The Australian Energy Regulator has released a report on its targeted review of energy retailers’ hardship policies and practices.
“Many households will have trouble paying their energy bill, and unfortunately even careful budgeting may not be enough to make ends meet. This review helps us to better understand how retailers are identifying and assisting customers that are struggling to pay their energy bills and to share examples of good practice,” AER Chair Paula Conboy said.
“If you are worried about being unable to pay your energy bill on time, call your retailer as soon as possible to discuss your situation. They must offer you assistance. Ask about an extension, a payment arrangement or their hardship program. You should also check if you are receiving any concession you may be eligible for and ask if your retailer can offer you a cheaper deal.”
- The review suggested many community concerns about hardship assistance and payment plan affordability are linked to broader issues of energy affordability and a lack of consumer awareness about the assistance available to them.

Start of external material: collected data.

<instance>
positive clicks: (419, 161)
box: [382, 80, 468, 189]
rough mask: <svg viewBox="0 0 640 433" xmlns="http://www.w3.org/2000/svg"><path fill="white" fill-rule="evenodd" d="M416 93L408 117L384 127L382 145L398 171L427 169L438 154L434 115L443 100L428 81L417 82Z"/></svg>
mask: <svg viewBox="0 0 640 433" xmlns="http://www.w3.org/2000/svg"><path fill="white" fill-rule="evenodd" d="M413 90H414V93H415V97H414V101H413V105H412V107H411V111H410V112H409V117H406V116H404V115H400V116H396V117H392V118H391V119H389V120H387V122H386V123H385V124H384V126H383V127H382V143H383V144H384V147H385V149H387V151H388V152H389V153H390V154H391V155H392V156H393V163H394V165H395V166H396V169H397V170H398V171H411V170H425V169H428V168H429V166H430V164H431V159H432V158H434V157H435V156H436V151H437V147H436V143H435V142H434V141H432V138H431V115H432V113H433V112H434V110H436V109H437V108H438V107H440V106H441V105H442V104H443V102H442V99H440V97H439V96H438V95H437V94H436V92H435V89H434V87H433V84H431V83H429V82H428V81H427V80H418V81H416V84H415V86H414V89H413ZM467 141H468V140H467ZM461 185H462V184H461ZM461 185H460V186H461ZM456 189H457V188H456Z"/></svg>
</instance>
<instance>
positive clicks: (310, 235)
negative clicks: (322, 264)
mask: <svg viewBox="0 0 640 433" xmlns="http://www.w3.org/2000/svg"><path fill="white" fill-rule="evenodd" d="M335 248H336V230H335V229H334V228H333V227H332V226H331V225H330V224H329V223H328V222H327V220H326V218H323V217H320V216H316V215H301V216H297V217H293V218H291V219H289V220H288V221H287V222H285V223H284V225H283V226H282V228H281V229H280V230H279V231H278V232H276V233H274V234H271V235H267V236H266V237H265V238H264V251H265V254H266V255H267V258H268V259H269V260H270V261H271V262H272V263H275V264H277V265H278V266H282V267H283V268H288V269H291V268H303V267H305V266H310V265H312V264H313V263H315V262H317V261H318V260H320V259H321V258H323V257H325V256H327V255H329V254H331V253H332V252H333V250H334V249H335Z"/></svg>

The concerns don’t indicate widespread failure by the retailers to meet their hardship obligations under the Rules.
- While the review revealed a range of practices, some retailers seem more committed to assisting hardship customers than others, for example by better promoting the availability of assistance; staff training to promote more effective engagement; or innovative assistance offerings.
- The strong theme highlighted by consumer stakeholders was the importance of respectful practice: how a retailer engages with the customer to listen and validate their experience of financial vulnerability is most important in developing trust and maintaining engagement.
“We have already seen encouraging progress in response to the review; with a number of retailers acknowledging the review has prompted them to review their hardship policy and process documentation and to consider improvements to the information they provide to consumers experiencing payment difficulties,” Ms Conboy said.
“The AER is part of the national conversation on issues of energy affordability and hardship and we will continue to work with retailers and other key stakeholders to explore, develop, and implement strategies to raise standards to better help the customers who most need hardship assistance. We welcome the engagement of our stakeholders on this review.”
Visit the AER’s Energy Made Easy website to compare offers and read more tips about managing your energy service.
Under the National Energy Retail Law and National Energy Retail Rules, energy retailers are required to develop and maintain a customer hardship policy that sets out their approach to identifying and assisting customers experiencing difficulty paying their energy bills. The Retail Law and Rules set out minimum requirements for a retailer’s hardship policy which must be approved by the AER.
The review covered energy retailers with residential customers in states and territories where the Retail Law has commenced - New South Wales, the ACT, South Australia and Tasmania.